Si le Snalc balaye d’un revers de main ces petites formations, « non représentatives », le Snes, resté majoritaire lors de ces dernières élections, considère ces petites victoires comme « non anecdotiques »« Cela dit quelque chose de la porosité de certaines organisations syndicales avec les idées d’extrême droite et valide la stratégie de dédiabolisation et d’entrisme dans un secteur vu jusqu’ici comme préservé », s’inquiète Sophie Vénétitay.

Pour Reconquête, le sujet n’est pas tant de changer le corps enseignant que de séduire des parents inquiets ou déboussolés. D’ailleurs, dans son discours de rentrée, en septembre, Éric Zemmour n’a pas fait que vilipender l’école publique, il a également fait chaudement applaudir « l’école libre », donc le privé, insistant sur le fait que ces établissements étaient les derniers lieux de l’excellence en France.

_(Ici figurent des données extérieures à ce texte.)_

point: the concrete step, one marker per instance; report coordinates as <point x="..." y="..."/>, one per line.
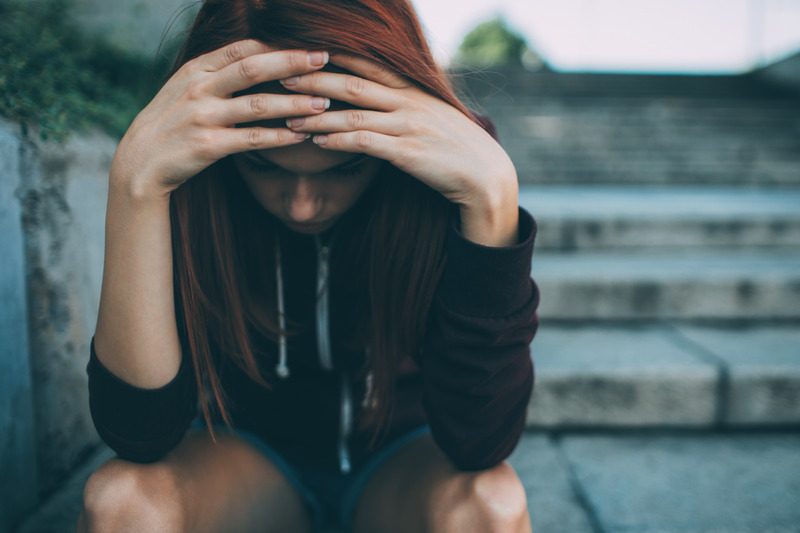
<point x="618" y="217"/>
<point x="651" y="140"/>
<point x="661" y="482"/>
<point x="728" y="285"/>
<point x="663" y="375"/>
<point x="619" y="175"/>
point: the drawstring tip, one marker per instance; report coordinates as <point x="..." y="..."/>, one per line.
<point x="282" y="371"/>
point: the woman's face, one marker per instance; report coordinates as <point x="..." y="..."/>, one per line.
<point x="303" y="185"/>
<point x="306" y="187"/>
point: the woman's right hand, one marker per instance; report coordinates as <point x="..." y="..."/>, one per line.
<point x="191" y="121"/>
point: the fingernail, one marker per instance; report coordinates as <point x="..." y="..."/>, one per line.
<point x="320" y="103"/>
<point x="318" y="58"/>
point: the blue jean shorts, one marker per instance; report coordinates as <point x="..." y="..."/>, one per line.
<point x="331" y="498"/>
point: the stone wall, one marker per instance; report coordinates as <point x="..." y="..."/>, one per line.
<point x="53" y="216"/>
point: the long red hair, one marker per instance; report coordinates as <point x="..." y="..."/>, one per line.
<point x="222" y="244"/>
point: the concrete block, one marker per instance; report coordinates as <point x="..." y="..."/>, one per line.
<point x="553" y="505"/>
<point x="730" y="483"/>
<point x="63" y="199"/>
<point x="618" y="377"/>
<point x="60" y="512"/>
<point x="763" y="368"/>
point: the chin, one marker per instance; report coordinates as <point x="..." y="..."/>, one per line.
<point x="307" y="228"/>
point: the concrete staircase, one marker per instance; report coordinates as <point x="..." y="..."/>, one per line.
<point x="668" y="252"/>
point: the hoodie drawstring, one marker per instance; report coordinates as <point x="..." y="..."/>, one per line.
<point x="282" y="368"/>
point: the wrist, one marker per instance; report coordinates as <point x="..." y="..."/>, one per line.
<point x="491" y="218"/>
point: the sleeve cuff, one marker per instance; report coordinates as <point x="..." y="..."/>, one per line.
<point x="136" y="414"/>
<point x="488" y="281"/>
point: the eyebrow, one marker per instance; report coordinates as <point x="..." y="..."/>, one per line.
<point x="350" y="163"/>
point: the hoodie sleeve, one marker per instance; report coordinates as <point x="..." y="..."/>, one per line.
<point x="476" y="363"/>
<point x="141" y="425"/>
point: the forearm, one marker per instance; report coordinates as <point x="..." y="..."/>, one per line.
<point x="136" y="336"/>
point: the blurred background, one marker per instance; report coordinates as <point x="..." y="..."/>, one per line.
<point x="657" y="144"/>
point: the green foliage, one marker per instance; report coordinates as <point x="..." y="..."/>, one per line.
<point x="56" y="78"/>
<point x="491" y="43"/>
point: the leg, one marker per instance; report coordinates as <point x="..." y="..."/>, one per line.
<point x="200" y="486"/>
<point x="419" y="489"/>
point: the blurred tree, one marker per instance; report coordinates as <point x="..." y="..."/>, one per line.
<point x="494" y="43"/>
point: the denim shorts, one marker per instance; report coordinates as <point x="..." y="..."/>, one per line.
<point x="331" y="498"/>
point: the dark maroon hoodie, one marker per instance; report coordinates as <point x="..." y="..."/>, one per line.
<point x="471" y="381"/>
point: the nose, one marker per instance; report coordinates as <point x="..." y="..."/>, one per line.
<point x="303" y="202"/>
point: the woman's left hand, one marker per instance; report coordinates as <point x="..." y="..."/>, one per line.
<point x="416" y="132"/>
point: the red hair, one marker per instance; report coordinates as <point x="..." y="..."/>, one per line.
<point x="222" y="241"/>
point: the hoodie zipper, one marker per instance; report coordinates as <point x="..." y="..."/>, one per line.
<point x="323" y="337"/>
<point x="326" y="361"/>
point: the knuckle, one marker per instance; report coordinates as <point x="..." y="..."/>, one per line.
<point x="354" y="85"/>
<point x="297" y="59"/>
<point x="300" y="104"/>
<point x="200" y="116"/>
<point x="189" y="68"/>
<point x="204" y="142"/>
<point x="255" y="137"/>
<point x="195" y="91"/>
<point x="259" y="105"/>
<point x="236" y="51"/>
<point x="363" y="139"/>
<point x="355" y="118"/>
<point x="247" y="70"/>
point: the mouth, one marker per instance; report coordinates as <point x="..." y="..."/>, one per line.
<point x="308" y="226"/>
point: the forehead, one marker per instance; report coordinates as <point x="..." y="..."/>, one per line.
<point x="305" y="156"/>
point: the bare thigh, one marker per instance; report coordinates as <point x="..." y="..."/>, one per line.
<point x="228" y="486"/>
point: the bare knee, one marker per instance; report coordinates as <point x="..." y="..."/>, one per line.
<point x="125" y="496"/>
<point x="489" y="500"/>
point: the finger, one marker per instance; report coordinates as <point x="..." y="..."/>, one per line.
<point x="262" y="106"/>
<point x="347" y="88"/>
<point x="351" y="120"/>
<point x="235" y="140"/>
<point x="362" y="141"/>
<point x="261" y="68"/>
<point x="369" y="69"/>
<point x="231" y="53"/>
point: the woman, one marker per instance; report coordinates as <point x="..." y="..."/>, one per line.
<point x="319" y="324"/>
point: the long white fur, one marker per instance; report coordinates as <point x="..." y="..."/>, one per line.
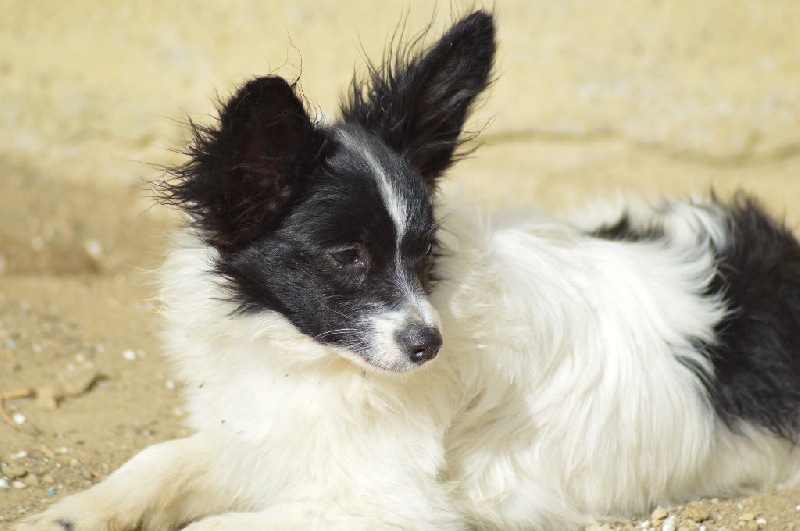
<point x="557" y="400"/>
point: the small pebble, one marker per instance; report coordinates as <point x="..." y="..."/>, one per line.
<point x="77" y="379"/>
<point x="13" y="471"/>
<point x="696" y="512"/>
<point x="47" y="398"/>
<point x="93" y="249"/>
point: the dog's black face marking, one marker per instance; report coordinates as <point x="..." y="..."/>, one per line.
<point x="757" y="354"/>
<point x="332" y="226"/>
<point x="338" y="258"/>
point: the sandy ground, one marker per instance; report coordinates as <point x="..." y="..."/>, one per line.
<point x="612" y="97"/>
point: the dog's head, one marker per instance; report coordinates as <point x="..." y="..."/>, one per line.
<point x="332" y="226"/>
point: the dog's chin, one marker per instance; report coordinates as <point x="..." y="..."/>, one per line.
<point x="378" y="362"/>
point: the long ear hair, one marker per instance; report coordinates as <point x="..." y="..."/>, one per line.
<point x="245" y="172"/>
<point x="417" y="102"/>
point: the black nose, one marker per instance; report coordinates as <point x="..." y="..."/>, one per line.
<point x="420" y="344"/>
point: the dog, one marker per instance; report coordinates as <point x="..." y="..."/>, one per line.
<point x="360" y="354"/>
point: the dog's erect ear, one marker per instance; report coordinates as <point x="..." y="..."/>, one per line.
<point x="244" y="173"/>
<point x="418" y="102"/>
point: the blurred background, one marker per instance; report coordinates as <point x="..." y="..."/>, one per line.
<point x="593" y="98"/>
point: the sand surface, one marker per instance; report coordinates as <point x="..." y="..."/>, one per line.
<point x="613" y="98"/>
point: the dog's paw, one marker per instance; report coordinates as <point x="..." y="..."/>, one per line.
<point x="70" y="515"/>
<point x="43" y="522"/>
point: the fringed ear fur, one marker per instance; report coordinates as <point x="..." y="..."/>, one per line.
<point x="418" y="102"/>
<point x="244" y="173"/>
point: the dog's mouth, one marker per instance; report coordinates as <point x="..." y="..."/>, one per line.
<point x="394" y="350"/>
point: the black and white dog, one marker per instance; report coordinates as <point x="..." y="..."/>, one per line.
<point x="360" y="355"/>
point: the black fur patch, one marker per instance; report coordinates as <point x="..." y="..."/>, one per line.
<point x="301" y="214"/>
<point x="623" y="230"/>
<point x="757" y="355"/>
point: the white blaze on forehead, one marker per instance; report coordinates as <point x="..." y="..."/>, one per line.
<point x="397" y="208"/>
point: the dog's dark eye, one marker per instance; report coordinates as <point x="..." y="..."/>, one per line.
<point x="349" y="256"/>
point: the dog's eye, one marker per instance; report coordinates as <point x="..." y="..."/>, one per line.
<point x="349" y="256"/>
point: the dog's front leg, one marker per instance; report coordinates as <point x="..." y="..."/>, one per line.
<point x="319" y="516"/>
<point x="160" y="488"/>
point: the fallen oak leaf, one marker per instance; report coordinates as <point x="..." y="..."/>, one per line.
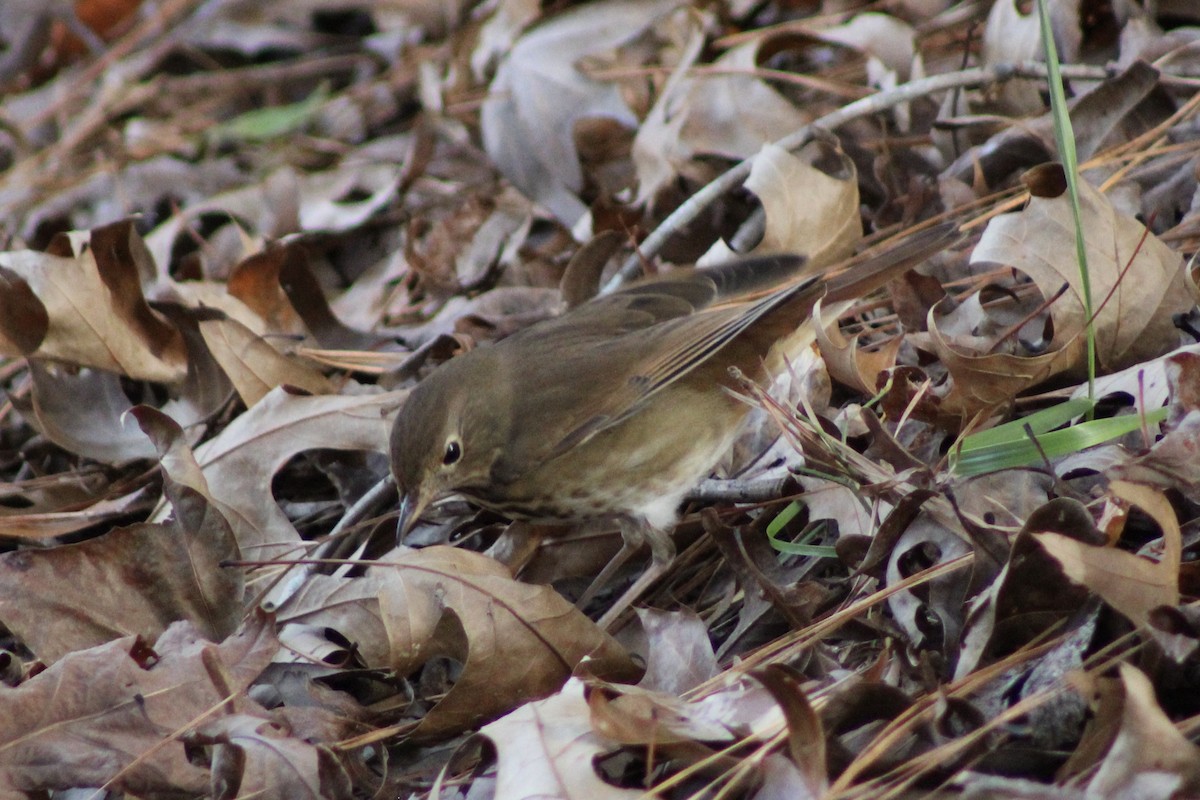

Ironie cependant, selon Agnès Marion, les témoignages afflueraient également du côté du privé, où « les problématiques sont les mêmes ».

Il n’empêche, en combinant l’ultraconservatisme à l’élitisme, le candidat éjecté des urnes au printemps dernier détourne à son profit l’angoisse bien réelle de nombreux parents, mais en la déviant sur la voie la plus sombre.